Predicting where and when possum browse will kill trees
Possums have been implicated as major drivers of the loss of biodiversity in forests in New Zealand. Although possums favour non-foliar foods such as energy-rich flowers and fruits (and such browsing may hinder long-term forest regeneration), foliage browsing is a significant cause of dieback and mortality of native tree species.
Untangling quantitative, causative relationships between possum density, observable damage and tree mortality is difficult, not least because such data are highly variable, both within and among forest sites. For example, while both Landcare Research and the Department of Conservation use the Foliar Browse Index (FBI) method to assess forest tree condition, it provides only snapshots of forest health. Pen Holland and colleagues have been using FBI data to formulate and parameterise a mathematical model of foliage growth, turnover and consumption, (Fig.) to answer two questions:
- How much of a tree’s foliage do possums have to eat in order to kill it?
- To what level does foliage consumption by possums have to be reduced in order to protect trees at a particular location from browse-induced mortality?
The model framework is based on interacting processes at different spatial scales, from individual leaves to tree canopies, through to large areas of mixed forest.
Browse damage occurs when part of a leaf is eaten by a possum, and the FBI records the ratio of whole to partially browsed leaves in the tree canopy. For this reason, the model incorporates the within-canopy foraging strategy of possums, such as browsing entire or partial leaves indiscriminately, or only browsing entire leaves, leaf tips or petioles, or new growth.

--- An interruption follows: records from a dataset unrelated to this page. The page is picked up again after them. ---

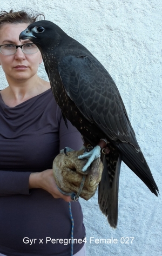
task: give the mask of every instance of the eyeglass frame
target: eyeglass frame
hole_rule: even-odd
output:
[[[25,44],[35,44],[33,43],[24,43],[23,44],[22,44],[22,45],[16,45],[16,44],[1,44],[1,45],[0,45],[0,52],[3,54],[3,55],[14,55],[14,54],[15,54],[16,52],[17,52],[17,49],[18,48],[18,47],[19,47],[20,48],[21,48],[22,49],[22,52],[23,52],[24,54],[36,54],[37,52],[38,52],[38,48],[37,47],[37,51],[36,52],[34,52],[34,53],[32,53],[32,54],[25,54],[24,51],[23,51],[23,45],[25,45]],[[1,51],[1,48],[2,46],[3,46],[3,45],[14,45],[14,46],[16,46],[16,51],[15,52],[14,52],[14,54],[3,54]],[[36,44],[35,44],[36,46],[37,46]]]

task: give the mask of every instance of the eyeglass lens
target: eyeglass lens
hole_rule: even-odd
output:
[[[14,44],[5,44],[1,47],[1,51],[3,54],[14,54],[17,51],[18,47]],[[38,49],[34,44],[25,44],[21,45],[21,48],[23,52],[26,54],[32,54],[36,53]]]

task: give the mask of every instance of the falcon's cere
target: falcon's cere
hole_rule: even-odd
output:
[[[84,141],[97,150],[97,157],[100,151],[97,146],[100,140],[107,141],[107,145],[104,142],[104,147],[106,146],[107,152],[109,148],[110,153],[101,154],[104,170],[99,185],[98,202],[110,225],[116,227],[122,161],[153,193],[157,196],[158,192],[118,88],[93,55],[52,22],[41,21],[30,24],[19,36],[20,40],[27,38],[41,52],[65,123],[66,119],[70,120]]]

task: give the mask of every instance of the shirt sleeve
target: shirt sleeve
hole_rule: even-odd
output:
[[[0,196],[29,195],[29,179],[31,173],[0,170]]]

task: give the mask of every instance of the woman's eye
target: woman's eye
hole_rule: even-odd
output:
[[[13,44],[6,44],[6,45],[3,45],[4,48],[12,48],[15,47]]]
[[[31,48],[32,47],[32,44],[31,44],[31,43],[28,43],[28,44],[24,44],[24,47],[26,47],[26,48]]]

The timescale is also important. While trees may be able to regenerate after a one-off, severe, defoliation event (e.g. storm damage), continual and preferential browsing by possums can have a detrimental effect on foliage growth rates and lead to tree death. The model has been used to quantify how foliage growth rates of kāmahi change with browsing damage, and to estimate mean leaf life span from FBI data. This is a crucial part of the framework, since leaf turnover removes evidence of historical browse.
At the tree scale, light browsing does not generally make any difference to canopy health, but heavy browsing clearly does so. When browsing exceeds some threshold, the model shows that the tree is unable to regrow foliage fast enough to replace the leaves lost to both browse and leaf-fall, and total defoliation and death are inevitable. This proves that browsing alone can kill kāmahi, with an average sized tree dying if more than about 6,000 leaves or about 10% of its foliage (<1 kg dry weight, or <2% of a typical possum’s annual foliage consumption) are eaten annually. Once a tree has passed the browsing threshold, possum control may not be enough to reverse canopy decline.
Possums choose to eat foliage from an individual tree depending on the palatability, nutritional quality and toxin levels of its foliage, and the variety of other foods available. Hence, to predict how possum damage drives tree mortality at a site means large-scale foraging strategies must be incorporated into the model. FBI data alone cannot tell managers why spatial browsing patterns are so heterogeneous, but such data can be used to estimate foraging behaviours. For example, the proportion of kāmahi at a site showing no sign of browse can be used to estimate the degree of preference for individual kāmahi trees of similar size. If more large trees than small show heavy browse damage (as is normally the case), there must be an underlying preference for feeding in the canopies of large trees, over and above the proportion of food such trees provide within an area.
To predict tree mortality at a new location, minimal new data are required, including diameter at breast height, foliage cover, and browsing damage indices from a sample of trees, and a single estimate of possum density. Pen and her colleagues used such data from two North Island locations to test the model’s predictions, and found that their model reproduces annual kāmahi mortality patterns well. Future development of the model will broaden the scope to more native tree species, and incorporate drivers of possum population and foraging dynamics.
This work was funded by Landcare Research’s Capability Funding.